Apart from accuracy, which is difficult but engineering work, why don't decompilers emit syntactically valid C? Have you ever tried to re-compile code from any decompiler? It's a terrible experience.

rev.ng only emits valid C code, and we test it with a bunch of -Wall -Wextra:

https://github.com/revng/revng-c/blob/develop/share/revng-c/...

Other key topic: data structures. When reversing I spend half of the time renaming things and half of the time detecting data structures. The help I get from decompilers in latter is basically none.

rev.ng, by default, detects data structures on the whole binary, interprocedurally, including arrays. See the linked list example in the blog post. We also have plans to detect enums and other stuff.

Clearly we're not there yet, we still need to work on robustness, but our goal is to increase the confidence in decompilers and actually offer features that save time. Certain tools have made progress in improving the UI and the scripting experience, but there's other things to do beyond that.

I see this a bit like the transition from the phase in which C developers where using macros to ensure things were being inlined/unrolled to the phase where they stopped doing that because compilers got smart enough to the right thing and to do it much more effectively.

jcranmer · 2024-03-29T14:50:07 1711723807

Here's my issue with decompilers:

I don't want to look at assembly code. I'd rather see expression trees, expressed in C-like syntax, than trying to piece together variables from two-address or three-address instructions. Looking at assembly tends to lead to brain farts like "wait, was the first or second operand the output operand?" (really, fuck AT&T syntax) or "wait, does ja implement ugt or sgt?"

So that means I want to look at something vaguely C-like. But the problem is that the C type system is too powerful for decompilers to robustly lift to, and the resulting code is generally at best filled with distractions of wait-I-can-fix-this excessive casting and at worst just wrong. And when it's wrong, I have to resort to staring at the assembly, which (for Ghidra at least) means throwing away a lot of the notes I've accumulated because they don't correlate back to underlying assembly.

So what I really want isn't something that can emit recompilable C code, that's optimizing for something that doesn't help me in the end. What I want is robust decompilation to something that lets me ignore the assembly entirely. I'm a compiler writer, I can handle a language where integers aren't signed but the operands are.

aleclm · 2024-03-29T15:32:25 1711726345

I 120% agree with what you're saying, but emitting valid C is kinda part of what you're asking, in design terms.

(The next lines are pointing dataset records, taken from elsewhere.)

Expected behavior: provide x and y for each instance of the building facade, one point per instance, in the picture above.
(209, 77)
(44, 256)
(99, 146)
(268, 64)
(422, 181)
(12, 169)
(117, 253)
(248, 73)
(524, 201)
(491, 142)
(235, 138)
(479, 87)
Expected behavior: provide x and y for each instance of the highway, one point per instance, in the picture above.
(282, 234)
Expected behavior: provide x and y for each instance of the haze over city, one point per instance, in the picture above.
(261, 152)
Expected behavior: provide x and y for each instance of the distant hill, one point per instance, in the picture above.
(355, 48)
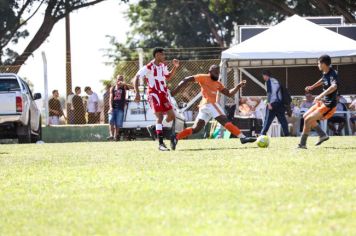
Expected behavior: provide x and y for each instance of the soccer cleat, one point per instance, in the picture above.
(301, 146)
(322, 139)
(174, 142)
(151, 131)
(163, 147)
(248, 140)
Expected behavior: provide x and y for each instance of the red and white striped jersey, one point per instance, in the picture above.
(155, 77)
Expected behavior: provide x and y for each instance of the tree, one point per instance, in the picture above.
(205, 24)
(14, 14)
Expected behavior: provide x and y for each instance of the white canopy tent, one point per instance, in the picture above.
(293, 42)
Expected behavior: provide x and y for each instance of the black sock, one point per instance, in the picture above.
(320, 132)
(303, 139)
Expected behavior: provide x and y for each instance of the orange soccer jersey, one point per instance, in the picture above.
(209, 88)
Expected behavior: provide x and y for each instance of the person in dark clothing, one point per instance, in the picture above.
(337, 122)
(106, 98)
(55, 109)
(117, 102)
(78, 107)
(275, 106)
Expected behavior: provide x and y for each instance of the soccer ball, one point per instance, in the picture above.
(263, 141)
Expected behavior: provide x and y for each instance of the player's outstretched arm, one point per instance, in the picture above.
(314, 86)
(330, 90)
(181, 84)
(232, 92)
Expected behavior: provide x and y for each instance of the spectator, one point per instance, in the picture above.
(55, 109)
(337, 122)
(293, 119)
(353, 118)
(92, 106)
(117, 102)
(106, 98)
(308, 103)
(70, 108)
(78, 107)
(275, 106)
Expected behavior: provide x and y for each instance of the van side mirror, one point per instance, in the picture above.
(37, 96)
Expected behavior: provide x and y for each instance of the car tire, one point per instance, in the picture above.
(25, 137)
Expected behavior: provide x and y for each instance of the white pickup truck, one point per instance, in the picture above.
(20, 118)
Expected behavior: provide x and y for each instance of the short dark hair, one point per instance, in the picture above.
(266, 72)
(213, 67)
(325, 59)
(156, 50)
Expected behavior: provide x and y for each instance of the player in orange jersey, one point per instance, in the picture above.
(209, 108)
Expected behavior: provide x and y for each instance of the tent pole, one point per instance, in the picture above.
(236, 82)
(254, 79)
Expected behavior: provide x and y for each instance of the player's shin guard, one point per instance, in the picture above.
(159, 132)
(185, 133)
(234, 130)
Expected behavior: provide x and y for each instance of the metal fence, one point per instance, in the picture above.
(74, 108)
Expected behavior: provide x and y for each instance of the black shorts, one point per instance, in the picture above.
(337, 119)
(353, 119)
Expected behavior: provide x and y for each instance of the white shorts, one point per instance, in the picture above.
(208, 111)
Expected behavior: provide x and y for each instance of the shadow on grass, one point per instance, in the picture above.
(215, 149)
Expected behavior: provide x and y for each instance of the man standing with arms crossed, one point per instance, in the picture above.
(325, 103)
(155, 75)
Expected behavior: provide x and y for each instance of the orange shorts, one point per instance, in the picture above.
(325, 111)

Our goal is: omit all the casts that can be omitted without changing the semantics according to C. In fact, we have a PR doing exactly this (still on the old repo, hopefully it will go in soon).

But, how can you expect to be able to be strict with what C allows you to do implicitly, if you're not even emitting valid C? For instance, thanks to the fact that we emit valid C, we could test if the assembly emitted by a compiler is the same before and after removing redundant casts.

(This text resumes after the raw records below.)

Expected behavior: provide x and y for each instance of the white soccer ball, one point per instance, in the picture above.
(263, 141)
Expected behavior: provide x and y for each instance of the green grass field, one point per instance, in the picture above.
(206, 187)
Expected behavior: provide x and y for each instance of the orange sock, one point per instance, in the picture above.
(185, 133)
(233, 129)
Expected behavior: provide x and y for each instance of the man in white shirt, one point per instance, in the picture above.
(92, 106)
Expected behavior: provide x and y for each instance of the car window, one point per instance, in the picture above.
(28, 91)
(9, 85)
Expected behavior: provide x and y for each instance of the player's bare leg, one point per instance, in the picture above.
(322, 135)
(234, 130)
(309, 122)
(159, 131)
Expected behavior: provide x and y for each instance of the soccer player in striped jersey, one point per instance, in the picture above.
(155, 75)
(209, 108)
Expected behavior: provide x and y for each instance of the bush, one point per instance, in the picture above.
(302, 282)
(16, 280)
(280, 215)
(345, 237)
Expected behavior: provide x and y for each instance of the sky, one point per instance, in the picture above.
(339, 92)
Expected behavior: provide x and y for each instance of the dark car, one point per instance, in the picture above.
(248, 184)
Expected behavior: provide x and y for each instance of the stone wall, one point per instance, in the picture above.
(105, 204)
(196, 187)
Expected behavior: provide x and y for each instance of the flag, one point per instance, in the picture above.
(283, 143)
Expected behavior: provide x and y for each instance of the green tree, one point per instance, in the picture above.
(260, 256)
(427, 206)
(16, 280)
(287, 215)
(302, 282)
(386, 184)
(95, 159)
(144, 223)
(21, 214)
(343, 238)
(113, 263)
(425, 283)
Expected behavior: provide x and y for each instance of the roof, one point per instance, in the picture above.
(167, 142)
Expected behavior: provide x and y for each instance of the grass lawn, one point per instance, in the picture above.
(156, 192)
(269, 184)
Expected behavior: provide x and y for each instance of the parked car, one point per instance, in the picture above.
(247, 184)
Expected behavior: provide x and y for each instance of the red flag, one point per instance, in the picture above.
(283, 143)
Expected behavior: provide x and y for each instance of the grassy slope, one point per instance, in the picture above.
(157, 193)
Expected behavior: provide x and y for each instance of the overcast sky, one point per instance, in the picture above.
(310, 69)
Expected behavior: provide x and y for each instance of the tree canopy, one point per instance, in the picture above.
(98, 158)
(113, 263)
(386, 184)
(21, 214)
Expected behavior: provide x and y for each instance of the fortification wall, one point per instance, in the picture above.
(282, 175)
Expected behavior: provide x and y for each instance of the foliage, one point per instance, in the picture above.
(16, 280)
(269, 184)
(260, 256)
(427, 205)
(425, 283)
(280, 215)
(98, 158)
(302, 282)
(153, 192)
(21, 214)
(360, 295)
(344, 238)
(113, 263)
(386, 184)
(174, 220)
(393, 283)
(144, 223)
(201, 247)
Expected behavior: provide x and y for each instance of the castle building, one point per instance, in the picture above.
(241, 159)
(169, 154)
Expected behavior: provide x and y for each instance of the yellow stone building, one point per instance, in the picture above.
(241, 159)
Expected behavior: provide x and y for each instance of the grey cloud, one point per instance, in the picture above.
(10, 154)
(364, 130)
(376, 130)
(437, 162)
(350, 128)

My point is that emitting valid C is kind of a prerequisite for what you're asking, a rather low bar to pass, but that, in practice, no mainstream decompiler passes. It's pretty obvious the decompiled code will often be redundant and outright wrong if you don't even guarantee it's syntactically valid. Then clearly it's not a panacea, but it's an important design criterion and shows the direction we want to go.

As for comments: we still haven't implemented inline comments, but they will be attached to program addresses, so they will be available both in disassembly and decompiled C. It's not very hard to do, but that needs some love.

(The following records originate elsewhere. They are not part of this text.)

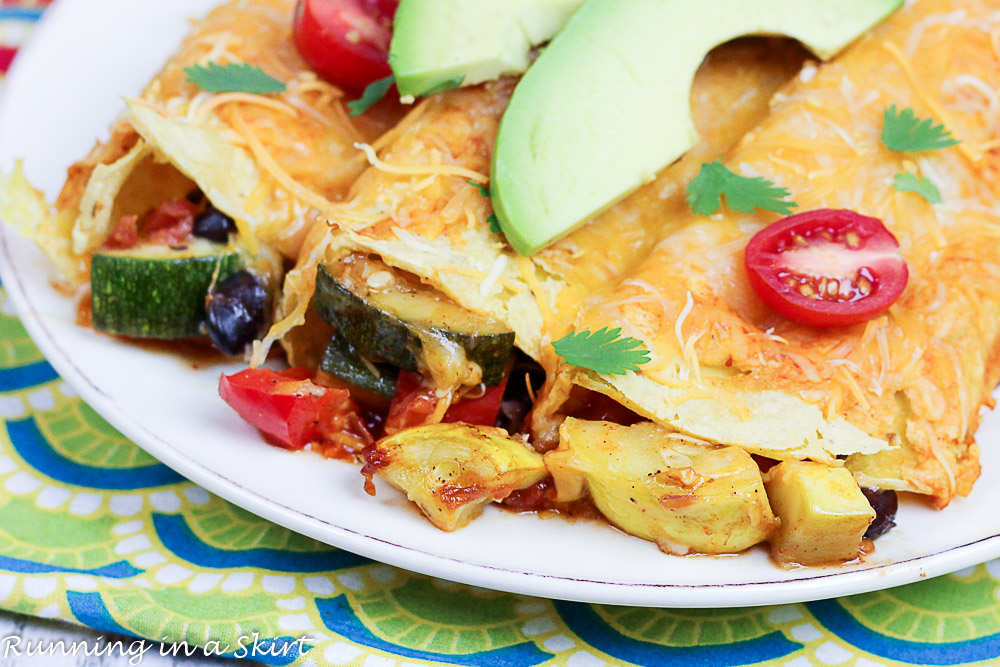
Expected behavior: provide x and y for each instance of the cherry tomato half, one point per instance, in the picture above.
(345, 41)
(826, 268)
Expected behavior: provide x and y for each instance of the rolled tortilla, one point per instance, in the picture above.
(272, 162)
(899, 395)
(417, 208)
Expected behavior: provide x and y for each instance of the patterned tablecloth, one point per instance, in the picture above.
(96, 532)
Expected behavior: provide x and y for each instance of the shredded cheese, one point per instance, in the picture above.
(419, 170)
(244, 98)
(930, 102)
(486, 287)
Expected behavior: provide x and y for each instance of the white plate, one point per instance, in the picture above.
(64, 91)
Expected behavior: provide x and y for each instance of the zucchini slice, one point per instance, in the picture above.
(343, 362)
(395, 322)
(156, 291)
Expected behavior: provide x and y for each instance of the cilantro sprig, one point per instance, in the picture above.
(493, 219)
(233, 78)
(907, 182)
(375, 91)
(742, 193)
(603, 351)
(903, 132)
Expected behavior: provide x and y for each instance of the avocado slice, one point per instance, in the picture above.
(684, 496)
(438, 45)
(607, 104)
(823, 513)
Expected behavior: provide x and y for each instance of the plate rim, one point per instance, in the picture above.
(825, 583)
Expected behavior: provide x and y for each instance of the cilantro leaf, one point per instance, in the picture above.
(902, 131)
(483, 190)
(233, 78)
(907, 182)
(444, 86)
(375, 91)
(603, 351)
(743, 194)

jcranmer · 2024-03-29T16:53:45 1711731225

One of the blog posts I keep meaning to write but never quite get around to is a post that C is not portable assembly. What is necessary is decompilation to a portable C-like assembly, but that target is not C, and I think focusing on creating valid C tends to drag you towards suboptimal decisions, even leaving aside issues like "should SLL decompile to x << y or x << (y % 32)?"

In my experience with Ghidra, I've just seen far too many times where Ghidra starts with wrong types for something and the result becomes gibberish--even just plain dropping stuff altogether. There are some cases where it's clear it's just poor analysis on Ghidra's part (e.g., it doesn't seem to understand stack slot reuse, and memcpy-via-xmm is very confusing to it). And Ghidra's type system lacks function pointer types, which is very annoying when you're doing vtable-heavy C++ code.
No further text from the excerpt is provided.